Des signatures réputées

Que ce soit avec les magasins Steinberg, le restaurant Schwartz's, les textes de Leonard Cohen, les histoires de Mordecai Richler, Habitat 67 de Moshe Safdie ou le soutien de Phyllis Lambert au patrimoine architectural, la vie des Montréalais est jalonnée d'entreprises et de personnalités juives qui font désormais partie de l'ADN de la ville.

Mais comment cette empreinte s'est-elle greffée, dans le temps, à l'urbanité montréalaise? Le défi de cette exposition était de l'expliquer. Elle y parvient assez bien, avec un nombre limité d'artefacts et grâce à de nombreuses installations audiovisuelles.

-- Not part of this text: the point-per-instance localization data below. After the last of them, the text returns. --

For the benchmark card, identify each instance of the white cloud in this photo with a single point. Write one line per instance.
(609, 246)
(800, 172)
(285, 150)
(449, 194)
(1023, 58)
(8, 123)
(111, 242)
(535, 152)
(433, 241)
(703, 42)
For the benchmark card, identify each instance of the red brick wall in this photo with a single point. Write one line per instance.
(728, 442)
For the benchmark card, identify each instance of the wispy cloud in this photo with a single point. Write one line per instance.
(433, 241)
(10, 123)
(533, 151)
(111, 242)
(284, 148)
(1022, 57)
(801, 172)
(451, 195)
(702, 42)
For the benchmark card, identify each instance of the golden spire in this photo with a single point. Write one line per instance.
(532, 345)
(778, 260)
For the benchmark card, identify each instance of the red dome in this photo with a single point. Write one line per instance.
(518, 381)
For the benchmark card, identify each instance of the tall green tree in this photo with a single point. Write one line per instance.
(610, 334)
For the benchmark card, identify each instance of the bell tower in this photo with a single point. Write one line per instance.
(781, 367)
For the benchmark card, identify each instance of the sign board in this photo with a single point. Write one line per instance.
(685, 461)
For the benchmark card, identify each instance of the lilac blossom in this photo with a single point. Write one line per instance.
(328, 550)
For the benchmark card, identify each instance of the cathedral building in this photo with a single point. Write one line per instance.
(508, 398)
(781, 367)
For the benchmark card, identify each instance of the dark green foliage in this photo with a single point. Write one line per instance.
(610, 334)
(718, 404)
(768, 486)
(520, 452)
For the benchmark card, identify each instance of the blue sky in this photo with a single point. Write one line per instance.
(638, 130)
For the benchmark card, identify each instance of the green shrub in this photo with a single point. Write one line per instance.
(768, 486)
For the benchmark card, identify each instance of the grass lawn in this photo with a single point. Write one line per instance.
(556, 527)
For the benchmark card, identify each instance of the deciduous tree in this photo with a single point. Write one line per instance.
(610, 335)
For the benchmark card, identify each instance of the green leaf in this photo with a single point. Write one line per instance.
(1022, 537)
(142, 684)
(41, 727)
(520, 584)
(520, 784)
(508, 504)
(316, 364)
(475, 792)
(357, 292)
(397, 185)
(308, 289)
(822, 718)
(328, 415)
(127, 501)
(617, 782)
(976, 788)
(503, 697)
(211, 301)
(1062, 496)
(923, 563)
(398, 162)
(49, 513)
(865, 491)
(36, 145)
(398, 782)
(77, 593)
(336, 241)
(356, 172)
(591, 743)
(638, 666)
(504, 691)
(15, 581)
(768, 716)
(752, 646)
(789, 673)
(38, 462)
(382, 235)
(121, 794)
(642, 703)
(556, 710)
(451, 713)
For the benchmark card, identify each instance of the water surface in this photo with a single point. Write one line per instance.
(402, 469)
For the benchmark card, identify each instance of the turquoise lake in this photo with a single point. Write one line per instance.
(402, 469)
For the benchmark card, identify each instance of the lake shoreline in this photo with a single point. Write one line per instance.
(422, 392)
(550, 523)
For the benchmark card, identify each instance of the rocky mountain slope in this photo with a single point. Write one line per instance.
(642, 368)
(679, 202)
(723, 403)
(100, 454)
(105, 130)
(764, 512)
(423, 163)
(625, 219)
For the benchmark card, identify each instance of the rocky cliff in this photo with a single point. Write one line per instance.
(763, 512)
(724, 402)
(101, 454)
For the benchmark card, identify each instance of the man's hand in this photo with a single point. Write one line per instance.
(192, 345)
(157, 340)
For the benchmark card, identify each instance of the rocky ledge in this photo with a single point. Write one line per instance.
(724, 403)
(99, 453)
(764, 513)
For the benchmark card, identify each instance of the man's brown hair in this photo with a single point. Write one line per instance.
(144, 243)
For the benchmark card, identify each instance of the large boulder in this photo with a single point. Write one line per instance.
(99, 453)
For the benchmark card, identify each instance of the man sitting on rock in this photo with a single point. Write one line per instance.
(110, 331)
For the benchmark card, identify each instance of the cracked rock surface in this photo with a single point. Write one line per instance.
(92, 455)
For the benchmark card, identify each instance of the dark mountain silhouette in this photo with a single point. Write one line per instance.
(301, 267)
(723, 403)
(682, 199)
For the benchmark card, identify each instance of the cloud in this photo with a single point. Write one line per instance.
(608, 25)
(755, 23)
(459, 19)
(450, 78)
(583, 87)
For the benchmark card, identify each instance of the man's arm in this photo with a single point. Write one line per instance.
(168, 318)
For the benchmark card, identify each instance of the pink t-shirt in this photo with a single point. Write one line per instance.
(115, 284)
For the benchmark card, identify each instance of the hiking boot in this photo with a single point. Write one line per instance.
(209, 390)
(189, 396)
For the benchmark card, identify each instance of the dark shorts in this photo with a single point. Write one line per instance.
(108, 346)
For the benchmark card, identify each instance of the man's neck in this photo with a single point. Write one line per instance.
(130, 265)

En introduction sont fournies quelques infos sur l'histoire des Juifs, leurs premiers pas au bord du Saint-Laurent, les vagues de migration successives au Québec d'abord les ashkénazes des pays d'Europe de l'Est puis, après la création d'Israël en 1948, les sépharades du Maghreb.

On évoque l'érection de la première synagogue, en 1768, par des marchands européens. Une synagogue, la «Spanish and Portuguese», qui célèbre ses 250 ans et organise pour l'occasion une exposition historique dans ses locaux de la rue Saint-Kevin, dans le quartier Côte-des-Neiges.

Les drames

Un espace rappelle les drames vécus par les Juifs dans l'histoire: les exodes, le génocide nazi, l'antisémitisme. Avec une scénographie forte: suspendues sur des fils, des couvertures de sombre mémoire servent d'écrans pour la projection d'images d'archives.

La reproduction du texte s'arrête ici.